Hammerhead is a habitual pretender, but it goes deeper than him pretending to be Italian or pretending to be a Twenties mobster. He derives all of his lies and delusions from the theme of him wanting to be a constructive, repairing force in the world, when in reality he ruins everything he touches. He spills soda on his father’s car, but claims he can fix it. He breaks a girl’s model church in school, and lies that he can mend it because his father was a famous sculptor. He pretends to be a crime lord, an organizer, though he’s truly a hit man, a destroyer. In the end, he opts to receive his upgrades without anesthetic so that he can finally feel something inside of himself get fixed. Disturbing, yes, but a poignant piece of character analysis. Chris Bachalo’s hyper-abstract art style is perfect for this type of psychological odyssey.
But would some writer please think of a reason for a person to turn to crime other than not getting hugged enough as a child? I swear, I don’t think I’ve ever seen a villain origin that didn’t draw from the “daddy hit me, wah wah” well. Kelly could have convincingly portrayed Hammerhead’s dark turn as a result of his environment and his inherent personality traits, so why the cliché?
The purist in me thinks Hammerhead’s new skeleton looks a little too high-tech. His appeal is in being a pulpy throwback gangster, so some of it might be lost if he becomes some sort of a cyborg. Still, I’m mildly interested in where Hammerhead’s arc is going, which is more than I can say for any other plot line in Spider-Man.
WRITER: Zeb Wells
PENCILS: Patrick Olliffe
INKS: Serge Lapointe
COLORS: Rain Beredo
Peter arrives late to Harry Osborne’s birthday party with his Spider-Man mask stuck to his head the Trapster’s glue. Pete hides it by tying the mask around his head like a do-rag, inviting ridicule from Harry’s socialite friends. Worse, Peter picks a fight with the son of one of Harry’s investors, who made fun of Harry for being the son of a psychopath.
Harry kicks Peter out, but soon runs after him to let him know what a good friend he is. They ditch the party to go get pizza and all is well.
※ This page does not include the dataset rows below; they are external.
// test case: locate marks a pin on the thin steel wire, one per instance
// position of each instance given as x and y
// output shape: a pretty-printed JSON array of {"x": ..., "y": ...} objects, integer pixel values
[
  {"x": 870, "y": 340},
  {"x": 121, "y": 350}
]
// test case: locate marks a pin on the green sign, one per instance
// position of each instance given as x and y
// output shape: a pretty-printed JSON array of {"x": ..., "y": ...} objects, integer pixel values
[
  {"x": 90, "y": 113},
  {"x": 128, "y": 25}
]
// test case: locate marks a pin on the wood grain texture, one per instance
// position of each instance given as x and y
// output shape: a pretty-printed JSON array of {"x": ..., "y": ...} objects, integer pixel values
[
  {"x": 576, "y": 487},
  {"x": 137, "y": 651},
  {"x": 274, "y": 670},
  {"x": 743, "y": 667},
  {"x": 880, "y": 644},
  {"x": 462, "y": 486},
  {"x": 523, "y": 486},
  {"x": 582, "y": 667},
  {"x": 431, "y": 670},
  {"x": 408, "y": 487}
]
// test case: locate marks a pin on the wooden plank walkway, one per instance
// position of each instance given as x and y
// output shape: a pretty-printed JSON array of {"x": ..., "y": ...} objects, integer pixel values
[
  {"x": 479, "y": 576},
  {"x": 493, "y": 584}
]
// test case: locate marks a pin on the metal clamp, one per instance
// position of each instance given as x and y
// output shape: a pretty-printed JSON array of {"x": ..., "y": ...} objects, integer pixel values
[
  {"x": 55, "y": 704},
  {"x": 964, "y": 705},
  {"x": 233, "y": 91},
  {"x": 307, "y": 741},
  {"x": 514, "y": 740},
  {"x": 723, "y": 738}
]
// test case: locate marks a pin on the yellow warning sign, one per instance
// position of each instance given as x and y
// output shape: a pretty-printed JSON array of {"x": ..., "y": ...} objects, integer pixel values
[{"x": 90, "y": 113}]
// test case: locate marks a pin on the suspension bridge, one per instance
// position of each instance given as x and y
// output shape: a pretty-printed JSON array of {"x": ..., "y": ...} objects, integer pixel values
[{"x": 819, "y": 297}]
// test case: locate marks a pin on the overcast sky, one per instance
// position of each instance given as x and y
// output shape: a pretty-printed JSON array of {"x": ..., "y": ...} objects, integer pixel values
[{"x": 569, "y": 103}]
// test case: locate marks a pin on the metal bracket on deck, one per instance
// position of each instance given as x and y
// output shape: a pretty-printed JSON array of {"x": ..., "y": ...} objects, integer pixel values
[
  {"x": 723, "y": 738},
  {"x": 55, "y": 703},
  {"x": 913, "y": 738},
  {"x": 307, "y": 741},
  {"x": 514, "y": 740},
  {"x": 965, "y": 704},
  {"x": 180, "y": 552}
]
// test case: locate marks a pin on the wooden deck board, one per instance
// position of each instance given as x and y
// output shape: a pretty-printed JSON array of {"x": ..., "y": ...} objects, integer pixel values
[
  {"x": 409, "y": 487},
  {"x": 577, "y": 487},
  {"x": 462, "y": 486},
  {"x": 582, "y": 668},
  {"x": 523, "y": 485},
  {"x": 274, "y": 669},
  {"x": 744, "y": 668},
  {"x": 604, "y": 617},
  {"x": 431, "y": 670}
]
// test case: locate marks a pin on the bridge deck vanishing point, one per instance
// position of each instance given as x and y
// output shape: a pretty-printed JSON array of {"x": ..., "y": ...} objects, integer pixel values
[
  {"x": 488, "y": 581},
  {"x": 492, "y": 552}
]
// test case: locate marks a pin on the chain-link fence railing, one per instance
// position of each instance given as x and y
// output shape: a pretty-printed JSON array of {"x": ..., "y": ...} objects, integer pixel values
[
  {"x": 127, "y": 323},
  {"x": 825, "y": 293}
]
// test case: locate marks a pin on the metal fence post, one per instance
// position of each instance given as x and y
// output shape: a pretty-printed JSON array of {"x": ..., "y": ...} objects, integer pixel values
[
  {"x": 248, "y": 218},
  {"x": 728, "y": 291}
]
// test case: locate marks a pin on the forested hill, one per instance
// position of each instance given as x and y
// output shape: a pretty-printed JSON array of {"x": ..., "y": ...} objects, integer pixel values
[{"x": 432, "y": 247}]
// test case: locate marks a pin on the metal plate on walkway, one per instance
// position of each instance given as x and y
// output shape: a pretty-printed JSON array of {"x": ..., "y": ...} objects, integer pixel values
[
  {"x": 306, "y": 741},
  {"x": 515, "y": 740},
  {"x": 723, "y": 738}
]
This brief sitcom provides one laugh, but is otherwise disposable.
“The Spartacus Gambit”
WRITER: Marc Guggenheim
ART: Marcos Martin
COLORS: Javier Rodriguez
This story takes place “several weeks from now,” when, for reasons unclear, Spider-Man stands trial with his arm in a sling and Matt Murdock as his counsel. Matthew Dowd, the lawyer representing the construction worker with a lawsuit against Spider-Man, interrupts the proceedings, filing a motion to unmask the webhead because his secret identity has stymied their litigation. Only federal agents are allowed to unmask unregistered heroes without probable cause, which Murdock demonstrates there isn’t by rounding up a bunch of heroes dressed like Spider-Man to prove that a number of individuals could have injured the worker. The judge dismisses the civil lawyer’s motion but orders Spider-Man held without bail until the criminal trial.
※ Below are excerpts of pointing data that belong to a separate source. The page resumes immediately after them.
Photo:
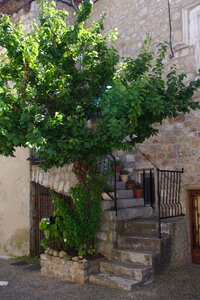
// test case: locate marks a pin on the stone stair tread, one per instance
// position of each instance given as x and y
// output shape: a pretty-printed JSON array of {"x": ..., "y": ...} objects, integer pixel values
[
  {"x": 113, "y": 281},
  {"x": 130, "y": 213},
  {"x": 148, "y": 252},
  {"x": 140, "y": 236},
  {"x": 127, "y": 265}
]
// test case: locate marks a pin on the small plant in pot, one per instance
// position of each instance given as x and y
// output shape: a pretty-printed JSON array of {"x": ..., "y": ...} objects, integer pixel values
[
  {"x": 117, "y": 165},
  {"x": 138, "y": 190},
  {"x": 130, "y": 184},
  {"x": 107, "y": 192},
  {"x": 124, "y": 175}
]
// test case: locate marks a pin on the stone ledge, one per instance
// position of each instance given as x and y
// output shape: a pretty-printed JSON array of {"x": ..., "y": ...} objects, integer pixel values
[{"x": 68, "y": 270}]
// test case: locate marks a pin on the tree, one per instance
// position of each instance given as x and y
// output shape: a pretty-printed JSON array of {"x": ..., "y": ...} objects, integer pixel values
[{"x": 65, "y": 92}]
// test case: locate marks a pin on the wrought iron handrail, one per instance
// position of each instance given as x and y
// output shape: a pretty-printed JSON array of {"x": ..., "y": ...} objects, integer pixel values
[
  {"x": 109, "y": 164},
  {"x": 167, "y": 192}
]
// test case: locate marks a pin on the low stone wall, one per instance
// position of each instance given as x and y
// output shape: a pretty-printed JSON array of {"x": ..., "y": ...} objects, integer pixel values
[
  {"x": 178, "y": 253},
  {"x": 66, "y": 268},
  {"x": 58, "y": 179}
]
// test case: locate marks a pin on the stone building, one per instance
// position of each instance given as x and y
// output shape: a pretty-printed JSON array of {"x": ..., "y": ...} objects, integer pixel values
[{"x": 177, "y": 145}]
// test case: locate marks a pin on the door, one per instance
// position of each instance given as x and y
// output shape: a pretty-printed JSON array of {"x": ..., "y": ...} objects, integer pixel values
[{"x": 195, "y": 225}]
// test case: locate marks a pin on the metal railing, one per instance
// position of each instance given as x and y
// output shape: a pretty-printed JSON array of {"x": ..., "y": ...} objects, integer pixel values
[
  {"x": 108, "y": 166},
  {"x": 162, "y": 192}
]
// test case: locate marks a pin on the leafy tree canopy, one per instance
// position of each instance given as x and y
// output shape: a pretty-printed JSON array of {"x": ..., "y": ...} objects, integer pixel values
[{"x": 65, "y": 92}]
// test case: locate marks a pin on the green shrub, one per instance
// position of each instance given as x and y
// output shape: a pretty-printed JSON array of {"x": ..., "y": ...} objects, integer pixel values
[{"x": 75, "y": 227}]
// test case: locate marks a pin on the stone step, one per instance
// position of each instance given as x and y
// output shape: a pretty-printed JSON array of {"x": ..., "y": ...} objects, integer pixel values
[
  {"x": 115, "y": 282},
  {"x": 136, "y": 212},
  {"x": 128, "y": 270},
  {"x": 139, "y": 242},
  {"x": 134, "y": 226},
  {"x": 122, "y": 203},
  {"x": 119, "y": 185},
  {"x": 144, "y": 257},
  {"x": 122, "y": 194}
]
Why would Spider-Man suddenly allow himself to be tried in court after years of evading the law? I’m sure there’ll be an answer eventually, but I can’t enjoy a story without context. The last page’s caption promises revelations in issue #582, for which I suspect this vignette’s only purpose is to advertise. The only significant event here is the civil suit’s dismissal, which is either an extremely unsatisfying resolution to a long-running subplot or, if this is still headed somewhere, an unexciting road bump.
On the bright side, Guggenheim writes pretty clever dialog, and a lot of it. This “talking heads” story gives Marcos Martin little opportunity to flex his considerable storytelling muscles. That leaves us with a bland-looking, fairly well written but probably inconsequential peak at January’s story.
2.5 webheads out of five. I’m rating this the only way it’s available: as a package. With a few more pages, the Hammerhead story might have made a decent regular issue, but it isn’t enough to carry a 48 page special. None of this warrants an extra issue when there are already three each month.